Mr Biden referred simply to his “mistakes”, saying: “History will judge that he also lived in complex times, in a very complex neighbourhood.” The Israeli foreign ministry said dignitaries had come from 21 countries, mainly in Europe, but did not list any delegations from the Middle East, Africa or Latin America.

Israel prime minister Benjamin Netanyahu, noting he had not always seen eye-to-eye with Mr Sharon on policy matters, praised the former leader’s commitment to Israel’s security. “Arik understood that in matters of our existence and security, we must stand firm,” Mr Netanyahu said. “Israel will continue to fight terror. Israel will continue to strive for peace, while protecting our security. Israel will act in every way to deny Iran the capability of arming itself with nuclear weapons.”

Beefy and brusque, Mr Sharon was seen as a strategic genius at home, with his crossing of the Suez Canal in the 1973 Yom Kippur war against Egypt still studied in military college. By the same token, the drawn-out 1982 campaign in Lebanon is seen as his worst mistake, which hit a low tide when hundreds of Palestinian civilians in the refugee camps of Sabra and Shatila were killed by Israeli-allied Christian militiamen.

Mr Sharon was forced to stand down as defence chief in 1983 after an Israeli investigation said he bore “personal responsibility” for not preventing the massacre. Written off at the time, he soon bounced back and served as prime minister from 2001 until he was felled by a stroke. Neither Netanyahu nor Peres mentioned the Lebanon war or disengagement from Gaza, which showed Israel could roll back its occupation of the Palestinian territories given determined leadership. Both Mr Biden and Mr Blair welcomed the pullout.

However, one of Mr Sharon’s friends, settler leader Zeev Hever, made clear the sense of hurt felt by some Israelis. “Your disengagement in the final two years of your term from the path we had walked together was particularly difficult and painful,” he told mourners.

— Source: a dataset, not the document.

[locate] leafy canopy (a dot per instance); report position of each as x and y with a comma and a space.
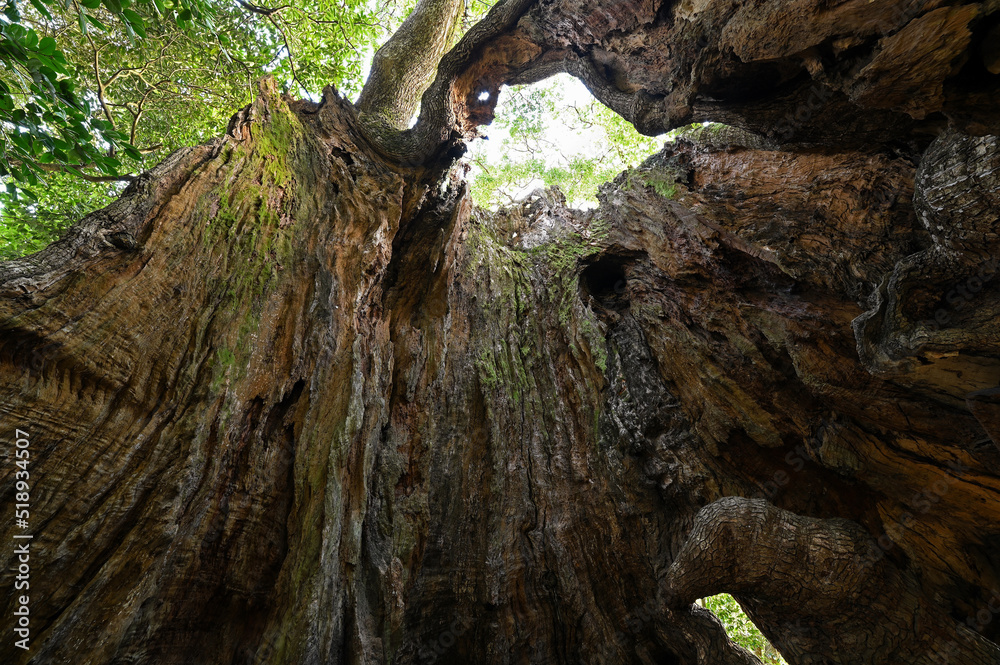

Two years after Israel quit Gaza, the Islamist group Hamas seized control, calling for the destruction of the Jewish state. Israel had beefed up security for Mr Sharon’s burial and warned Hamas not to allow rocket fire during the ceremony.

Hamas interior minister Fathi Hamad denounced “our worst enemy, the cursed Sharon” during a rally in Gaza to mark the 2008/9 war with Israel. How to handle Gaza is among the sticking points in Israel’s US-sponsored peace negotiations with Palestinian president Mahmoud Abbas, Hamas’s rival based in the occupied West Bank.

During his brief visit to Israel, Mr Biden will discuss the so far fruitless diplomatic efforts with Mr Netanyahu and Mr Peres, US officials said. The vice president will also seek to ease Mr Netanyahu’s concerns about world powers’ interim nuclear deal with Israel’s arch-foe Iran, which takes effect on January 20th.

Mr Sharon and Mr Peres are the last of the so-called 1948-generation of leaders who played a prominent role in Israeli public life right from the foundation of the nation.

“He left us too soon. But the work of trying to reach peace continues,” said Mr Biden, hinting that had Mr Sharon stayed healthy, he might have ended the decades-old Middle East conflict.